Overall, there was confidence that equity capital markets will bounce back despite macroeconomic challenges and geopolitical uncertainty. Hill observed that cycles shift quickly, and a period of “consolidation and digestion” is inevitable after any shock. It took one to two years for the IPO market to rebound after the GFC. Even in March 2020, following the initial market dislocation caused by COVID-19, “we were all tearing up our IPO pipelines and shutting up shop for the year”, she said. Yet once governments had acted to stabilise the economy following lockdowns, investor education roadshows recommenced two months later.

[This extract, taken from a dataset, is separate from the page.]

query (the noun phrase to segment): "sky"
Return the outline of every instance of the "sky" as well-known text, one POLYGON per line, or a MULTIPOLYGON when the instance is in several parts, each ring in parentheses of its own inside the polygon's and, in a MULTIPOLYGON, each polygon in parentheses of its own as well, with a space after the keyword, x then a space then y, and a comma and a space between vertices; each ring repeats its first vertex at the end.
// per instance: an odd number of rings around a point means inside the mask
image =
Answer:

“It’s a momentum game,” added Lawrence. He noted that once equity market conditions stabilise and some initial IPOs are successfully executed and trade well, "institutional managers will make returns and investors will get confident in the IPO market again.”

Institutional managers will make returns and investors will get confident in the IPO market again.”

In particular, Australia’s large superannuation holdings mean that considerable funds will continue to pour into listed equities. Just back from a venture capital conference in the US, ASX’s Beaton felt the story about the ASX was a very good one.

“From a speed and cost point of view, if you’re a company worth anywhere from $200 million to $2 billion, your ability to get access to an index here is significantly higher than the US,” he noted. “On a longer-term basis, I feel comfortable we're going to have a very active market here that continues to provide attractive capital for companies.”

Next steps

For now, the general observation seems to be that companies are waiting for volatility to settle before resuming activity. However, organisations could use this period productively to work on maintaining their ‘investor readiness’ through regular dialogue with potential investors and financial advisors.

Our Equity Capital Markets roundtable lunches will continue to run in the 2022/23 financial year in Melbourne and Sydney.